My heart rate over the course of a day.

Now…If you want to look at more than just one day in a plot or combine the data, and you’ve already downloaded the days you want into a single folder using the plot code above, you can combine the data and make plots showing multiple days using the code below.
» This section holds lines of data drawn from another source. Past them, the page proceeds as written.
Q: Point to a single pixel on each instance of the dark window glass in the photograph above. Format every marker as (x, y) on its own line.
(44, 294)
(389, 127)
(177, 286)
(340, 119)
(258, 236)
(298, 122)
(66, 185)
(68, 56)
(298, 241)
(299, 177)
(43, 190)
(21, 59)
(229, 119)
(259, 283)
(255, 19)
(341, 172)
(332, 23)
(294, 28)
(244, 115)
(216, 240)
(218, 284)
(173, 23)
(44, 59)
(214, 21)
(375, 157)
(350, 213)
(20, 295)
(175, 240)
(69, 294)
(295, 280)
The code below looks at all csv’s in a single folder, so make sure the only csvs in that folder are the ones you want to combine.

###multifile plot###
## directory with csv's of heart rates on the dates you want plots combined for
##should contain no other csv files other than the ones with the heart rate, 
##with the default naming as output from above code
## example -- change to: inpath <- "C:/Users/JohnDoe/Desktop/HeartRate/data/"

inpath <- "path/"

##don't make changes below unless you know what you are doing

files <- list.files(path=inpath,pattern=".csv", full.names=TRUE, recursive=FALSE)
files_list <- vector("list",length(files))
tz <- Sys.timezone()
for(i in 1:length(files)){
	files_list[[i]] <- read.csv(files[[i]], header=TRUE)
	files_list[[i]]$datetime <- as.POSIXct(as.character(files_list[[i]]$datetime), tz=tz)
}
allhr <- files_list[[1]]
for(i in 2:length(files_list)){
	allhr <- rbind.data.frame(allhr, files_list[[i]])
}
continuousposix <- seq(min(allhr$datetime),max(allhr$datetime),by="hour")
contdf <- data.frame(datetime=continuousposix)
allhrmerge <- merge(contdf,allhr, by="datetime", all=TRUE)
allhrmerge$date <- format.POSIXct(allhrmerge$datetime, "%Y-%m-%d")
	
hr_upper_limit <- round_any(max(allhr$heart_rate_bpm,na.rm=TRUE), 10, f=ceiling) #defines u/l limits for plot
hr_lower_limit <-  round_any(min(allhr$heart_rate_bpm,na.rm=TRUE),10, f=floor)
	
dir.create(file.path(inpath, "plot")) #makes folder to save plot in
dir.create(file.path(inpath, "combined_data"))#makes folder to save data in
	
hrplot2 <- ggplot(allhrmerge, aes(x=datetime, y=heart_rate_bpm, color=heart_rate_bpm))+
		facet_wrap(~date, scales="free_x")+
		geom_line() + geom_point(size=0.8)+
		scale_y_continuous(limits=c(hr_lower_limit,hr_upper_limit),breaks=seq(hr_lower_limit,hr_upper_limit,10))+
		scale_color_gradient(name="heart rate (bpm)",low="green", high="red",breaks=seq(hr_lower_limit,hr_upper_limit,20), limits=c(hr_lower_limit,hr_upper_limit))+
		xlab("Date & Time") + ylab("heart rate (bpm)")+
		scale_x_datetime(date_labels="%H:%M")
			
	
write.csv(allhrmerge,file=paste0(inpath,"combined_data/heart_rate_data_from_",min(allhrmerge$date),"_to_",max(allhrmerge$date),".csv"))
ggsave(hrplot2,file=paste0(inpath,"plot/heart_rate_PLOT_from_",max(allhrmerge$date),"_to_",min(allhrmerge$date),".png"), height=8.5, width=11,units="in")

My heart rate for two different days.